He regarded the allegations in respect of the 2008 Will as so hopeless that Counsel for the sons felt no option other than to abandon the challenge in respect of the 2008 Will on the third day of the trial.
At this point, if the sons' challenge to the 2009 Will succeeded, the 2008 Will would stand. The financial difference (as a result of the smaller legacies) meant that Ailsa would have received £100,000 under the 2008 Will and £125,000 under the 2009 Will. Such a differential is not to be litigated over but by the third day of the trial it was too late.
Judge Dight found conclusively in favour of Ailsa and the 2009 Will stood.

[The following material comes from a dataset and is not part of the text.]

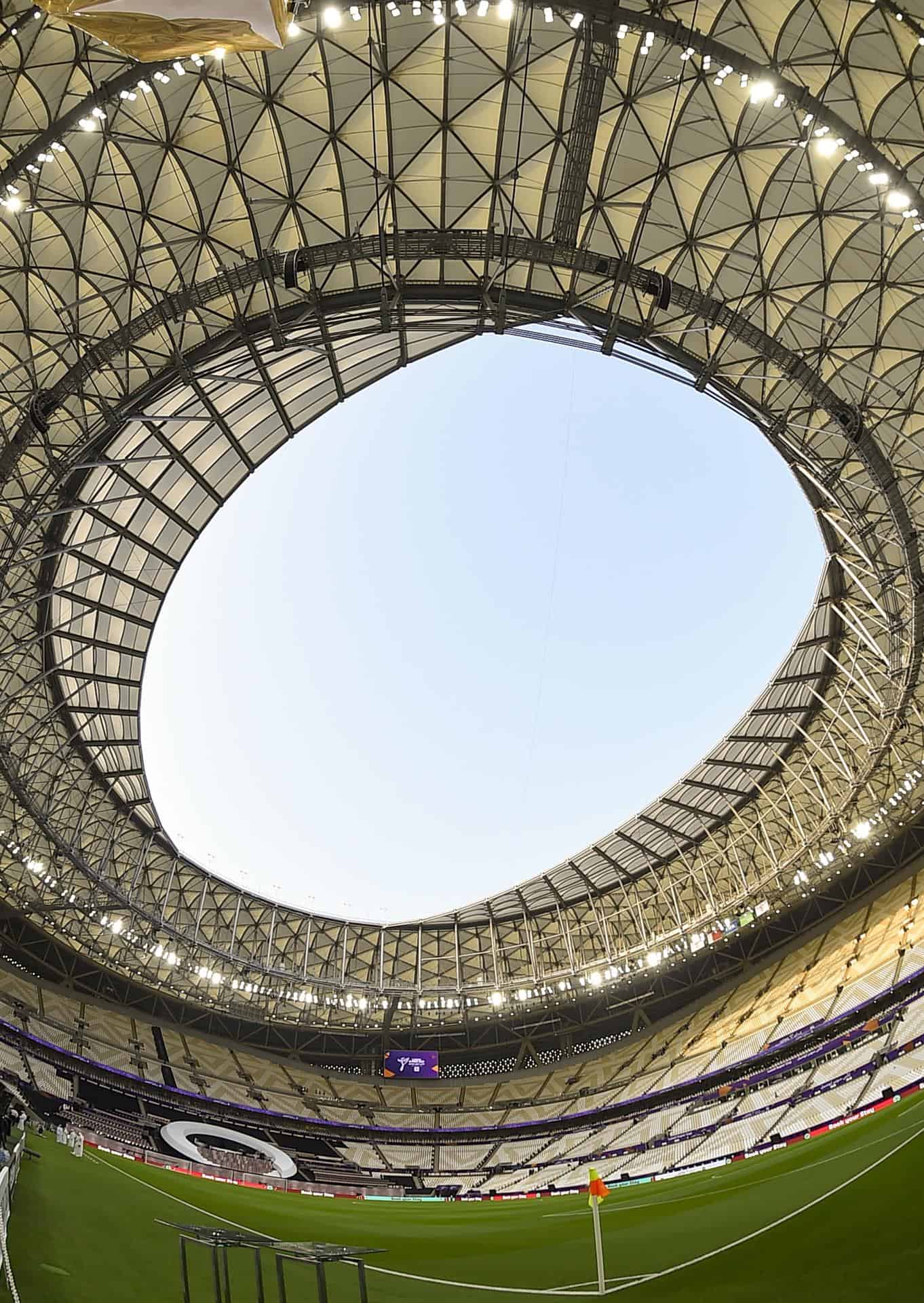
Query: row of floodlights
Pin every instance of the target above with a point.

In probate claims parties sometimes litigate in the hope that even if unsuccessful the costs will come out of the estate so that either they do not have to bear their own costs or they do not have to foot the bill for the opposing party's costs even if they lose.
However, Judge Dight was in no doubt that the appropriate costs order was that both sons should bear their own costs and Ailsa's costs. To underline his disapproval of their conduct he ordered those costs on the indemnity basis.
The case does not establish new law. However, it does underline the pitfalls of litigating a weak claim. It also raises the question of what was the point of this litigation when Ailsa would clearly have had a claim for reasonable provision against her late husband's estate under the Inheritance (Provision for Family and Dependants) Act 1975 in the unlikely event that the 2003 Will had been found to be the final valid Will.
The sons reportedly have a legal bill of £200,000 which will more than extinguish what was left to them by their father under the 2009 Will. It doubtless will leave them licking their wounds in pursuing what the Court found wholly unmeritorious litigation.